04 October 2010

Ur-Story: Dash Dot Dash Dot, Pt. 2

(cont'd from previous post)

In terms of world historical events, our civilization witnessed the last dying gasps of the Industrial Age in the fevered jungles and dismal swamps of Vietnam. It was replaced by the rise of what we now call the Information Age.

Where, Tom McCarthy asks in his new novel C, was this Information Age birthed? To hear him tell it, it might as well have been at some place like the fictional British country estate, Versoie, an incestuous silk-manufactory cum school for the deaf where one Serge Carrefax, C's roving protagonist, and his sister, Sophie, too, come of age.

If there is an overriding metaphorical schema to Tom McCarthy's C (and that is a mighty big 'IF', but go with me here), it has to do with the truly important metric of the Information Age—namely something like the signal-to-noise ratio. Oversimplistically stated: life is all signal and death is all noise (or static or white noise) [or, vice versa as the case may be. {Is there a difference?} I'd be open to a free-wheeling debate over a few or more pints about which of these is the correct formulation. Tom? Anybody?]

Serge's struggle is to decipher the plethora of signals his world throws up at him. To make sense of it all. To discover, as it were, its coherence. And, against that backdrop, to find or define himself.

McCarthy's work is nothing if not coherent. But this doesn't mean Carrefax's life is. Nor does it mean Serge is successful in his struggles—either of them.

Nor does it mean C is about something. It is an artwork. It has its ontological status as such. Again, oversimplistically, the world, let's call it X (the sum of all events, let's call them A, B, ... ∞, at a given point in time), is everything that is the case before the novel, let's call it C, comes into existence; but once the novel comes into existence, the world is ineluctably changed: X + C.
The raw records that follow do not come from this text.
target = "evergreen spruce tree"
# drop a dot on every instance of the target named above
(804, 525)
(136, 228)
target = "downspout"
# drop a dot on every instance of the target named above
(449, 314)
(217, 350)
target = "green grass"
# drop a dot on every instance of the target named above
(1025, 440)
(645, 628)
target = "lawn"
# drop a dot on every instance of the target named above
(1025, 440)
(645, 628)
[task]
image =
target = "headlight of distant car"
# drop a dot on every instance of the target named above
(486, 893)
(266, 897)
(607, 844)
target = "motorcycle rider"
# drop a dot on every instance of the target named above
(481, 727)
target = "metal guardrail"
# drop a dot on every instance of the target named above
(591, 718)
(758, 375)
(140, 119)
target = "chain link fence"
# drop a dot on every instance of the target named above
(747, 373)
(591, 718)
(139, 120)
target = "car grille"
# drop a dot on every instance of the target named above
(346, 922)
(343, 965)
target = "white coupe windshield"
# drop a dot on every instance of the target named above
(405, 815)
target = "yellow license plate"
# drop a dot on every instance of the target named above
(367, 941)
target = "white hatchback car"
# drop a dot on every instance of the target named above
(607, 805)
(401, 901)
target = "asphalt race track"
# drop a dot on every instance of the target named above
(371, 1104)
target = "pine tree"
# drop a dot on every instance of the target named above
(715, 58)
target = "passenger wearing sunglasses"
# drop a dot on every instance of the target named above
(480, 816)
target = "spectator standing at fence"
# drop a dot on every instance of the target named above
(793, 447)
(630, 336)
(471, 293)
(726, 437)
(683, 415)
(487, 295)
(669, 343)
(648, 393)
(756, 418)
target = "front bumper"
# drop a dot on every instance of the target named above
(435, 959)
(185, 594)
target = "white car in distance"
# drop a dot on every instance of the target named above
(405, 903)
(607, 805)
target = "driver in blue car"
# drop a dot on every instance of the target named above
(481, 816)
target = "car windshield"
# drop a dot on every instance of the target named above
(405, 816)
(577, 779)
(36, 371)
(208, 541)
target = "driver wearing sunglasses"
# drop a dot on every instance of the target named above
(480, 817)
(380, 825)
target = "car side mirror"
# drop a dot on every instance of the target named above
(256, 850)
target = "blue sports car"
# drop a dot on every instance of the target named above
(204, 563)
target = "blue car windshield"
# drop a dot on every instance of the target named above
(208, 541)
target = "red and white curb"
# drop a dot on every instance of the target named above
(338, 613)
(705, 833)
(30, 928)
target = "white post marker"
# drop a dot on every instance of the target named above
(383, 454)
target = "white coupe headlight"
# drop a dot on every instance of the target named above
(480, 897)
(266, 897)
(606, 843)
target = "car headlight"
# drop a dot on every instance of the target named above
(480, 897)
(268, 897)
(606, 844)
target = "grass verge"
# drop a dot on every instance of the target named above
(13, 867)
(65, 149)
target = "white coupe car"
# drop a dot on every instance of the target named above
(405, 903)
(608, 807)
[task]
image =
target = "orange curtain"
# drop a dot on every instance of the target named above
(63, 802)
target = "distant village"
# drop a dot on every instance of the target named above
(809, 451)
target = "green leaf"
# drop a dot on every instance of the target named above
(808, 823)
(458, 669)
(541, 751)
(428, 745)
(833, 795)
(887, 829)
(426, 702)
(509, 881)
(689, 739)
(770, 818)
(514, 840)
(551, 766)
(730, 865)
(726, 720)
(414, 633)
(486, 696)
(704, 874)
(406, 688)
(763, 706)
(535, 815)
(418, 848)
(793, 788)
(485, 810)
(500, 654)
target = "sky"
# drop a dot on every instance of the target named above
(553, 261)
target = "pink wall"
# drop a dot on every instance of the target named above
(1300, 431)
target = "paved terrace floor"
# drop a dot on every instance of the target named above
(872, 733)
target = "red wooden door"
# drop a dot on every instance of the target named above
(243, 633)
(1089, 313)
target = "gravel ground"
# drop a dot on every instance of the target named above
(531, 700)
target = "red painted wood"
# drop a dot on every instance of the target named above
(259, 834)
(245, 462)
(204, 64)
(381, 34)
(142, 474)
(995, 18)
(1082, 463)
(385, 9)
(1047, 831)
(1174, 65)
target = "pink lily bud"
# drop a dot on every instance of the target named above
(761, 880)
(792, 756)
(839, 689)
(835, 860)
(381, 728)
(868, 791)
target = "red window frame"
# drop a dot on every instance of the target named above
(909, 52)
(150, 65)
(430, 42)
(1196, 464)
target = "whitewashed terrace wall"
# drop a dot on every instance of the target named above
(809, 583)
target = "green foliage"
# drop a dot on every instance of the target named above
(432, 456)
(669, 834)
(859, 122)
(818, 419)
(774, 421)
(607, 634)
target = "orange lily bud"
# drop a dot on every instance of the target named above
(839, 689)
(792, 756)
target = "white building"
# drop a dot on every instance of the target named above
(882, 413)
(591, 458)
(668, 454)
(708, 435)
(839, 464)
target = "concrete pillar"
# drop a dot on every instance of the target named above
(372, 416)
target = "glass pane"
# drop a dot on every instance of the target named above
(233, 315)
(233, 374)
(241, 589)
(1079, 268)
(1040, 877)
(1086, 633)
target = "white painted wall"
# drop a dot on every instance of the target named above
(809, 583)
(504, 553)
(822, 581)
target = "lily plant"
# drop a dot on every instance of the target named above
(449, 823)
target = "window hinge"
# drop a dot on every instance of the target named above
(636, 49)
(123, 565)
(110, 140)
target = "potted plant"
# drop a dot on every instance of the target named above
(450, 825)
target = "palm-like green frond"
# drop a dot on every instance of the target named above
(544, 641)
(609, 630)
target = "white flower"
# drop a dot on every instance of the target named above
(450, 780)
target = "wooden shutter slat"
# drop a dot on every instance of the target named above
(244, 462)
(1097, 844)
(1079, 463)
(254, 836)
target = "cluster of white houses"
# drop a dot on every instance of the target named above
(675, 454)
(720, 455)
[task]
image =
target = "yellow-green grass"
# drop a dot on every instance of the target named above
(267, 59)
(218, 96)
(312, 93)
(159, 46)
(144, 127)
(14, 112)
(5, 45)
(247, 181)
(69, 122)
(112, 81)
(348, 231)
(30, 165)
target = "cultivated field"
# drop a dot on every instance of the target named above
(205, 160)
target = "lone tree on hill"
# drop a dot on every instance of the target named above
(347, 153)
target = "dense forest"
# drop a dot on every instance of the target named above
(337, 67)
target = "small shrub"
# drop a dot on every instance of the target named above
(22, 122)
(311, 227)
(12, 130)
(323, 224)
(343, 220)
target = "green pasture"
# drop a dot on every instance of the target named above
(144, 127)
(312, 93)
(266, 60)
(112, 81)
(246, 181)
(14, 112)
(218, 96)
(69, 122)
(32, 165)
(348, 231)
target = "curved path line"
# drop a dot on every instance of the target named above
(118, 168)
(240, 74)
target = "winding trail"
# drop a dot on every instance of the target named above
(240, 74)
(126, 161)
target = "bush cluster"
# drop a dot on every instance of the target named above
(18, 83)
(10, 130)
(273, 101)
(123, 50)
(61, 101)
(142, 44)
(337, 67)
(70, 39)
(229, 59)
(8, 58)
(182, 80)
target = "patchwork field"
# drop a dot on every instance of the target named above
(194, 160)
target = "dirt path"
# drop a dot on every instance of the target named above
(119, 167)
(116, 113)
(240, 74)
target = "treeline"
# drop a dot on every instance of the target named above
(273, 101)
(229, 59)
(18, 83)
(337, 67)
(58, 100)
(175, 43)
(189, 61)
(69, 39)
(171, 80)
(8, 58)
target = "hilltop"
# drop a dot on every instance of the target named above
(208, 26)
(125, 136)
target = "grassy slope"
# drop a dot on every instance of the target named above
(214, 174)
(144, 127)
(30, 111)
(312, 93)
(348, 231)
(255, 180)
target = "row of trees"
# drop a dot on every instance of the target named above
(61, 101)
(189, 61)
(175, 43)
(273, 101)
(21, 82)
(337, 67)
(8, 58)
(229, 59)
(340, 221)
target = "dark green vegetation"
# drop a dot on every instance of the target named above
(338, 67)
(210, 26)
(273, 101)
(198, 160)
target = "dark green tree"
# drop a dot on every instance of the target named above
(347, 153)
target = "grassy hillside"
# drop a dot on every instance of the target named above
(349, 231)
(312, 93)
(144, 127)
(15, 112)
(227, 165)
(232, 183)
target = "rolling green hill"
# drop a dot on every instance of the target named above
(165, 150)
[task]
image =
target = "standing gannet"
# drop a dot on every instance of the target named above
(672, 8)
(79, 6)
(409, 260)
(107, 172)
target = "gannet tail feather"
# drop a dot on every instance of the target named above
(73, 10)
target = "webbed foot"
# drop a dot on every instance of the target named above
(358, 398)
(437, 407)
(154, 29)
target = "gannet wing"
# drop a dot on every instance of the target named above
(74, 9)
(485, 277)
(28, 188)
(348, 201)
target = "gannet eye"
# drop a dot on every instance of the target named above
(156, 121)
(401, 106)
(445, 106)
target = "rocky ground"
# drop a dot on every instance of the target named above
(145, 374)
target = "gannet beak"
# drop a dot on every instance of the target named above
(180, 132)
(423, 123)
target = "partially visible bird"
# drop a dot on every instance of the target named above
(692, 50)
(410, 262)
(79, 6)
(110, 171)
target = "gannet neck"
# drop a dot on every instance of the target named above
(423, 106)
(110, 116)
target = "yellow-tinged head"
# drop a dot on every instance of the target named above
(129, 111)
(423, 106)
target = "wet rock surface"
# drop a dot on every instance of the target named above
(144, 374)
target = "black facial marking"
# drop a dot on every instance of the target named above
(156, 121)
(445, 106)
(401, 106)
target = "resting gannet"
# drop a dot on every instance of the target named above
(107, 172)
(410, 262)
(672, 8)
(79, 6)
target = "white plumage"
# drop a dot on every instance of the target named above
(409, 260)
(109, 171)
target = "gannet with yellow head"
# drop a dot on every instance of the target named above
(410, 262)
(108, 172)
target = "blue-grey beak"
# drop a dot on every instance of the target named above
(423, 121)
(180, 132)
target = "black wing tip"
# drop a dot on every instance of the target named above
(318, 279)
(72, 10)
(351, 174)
This is why it really doesn't make a whole hell of a lot of sense to try to determine what the 'C' of the title stands for—though, acute readers may chuckle at the stab I made at it in the previous post in this series. It, the title, like the vast welter of details of our existence and McCarthy's novel, is woefully overdetermined.

Now, those of you who read WoW know that I strive, however imperfectly, to produce a high signal-to-noise ratio here. Self-reference is not mere vanity or post-modern gimmick; it is an effort to achieve consistency of statement. Coherence. That does not mean WoW is above frippery or pop culture or aggregation or exploring new or even un-understood ideas whose relevance is not presently apparent but which may, in the faint hope of completeness, shed some light down the road. It isn't.

But enough about me. ["Yeah, right," say my inveterate readers, and in all probability rightly. "Yeah, right."] Let's get back to C.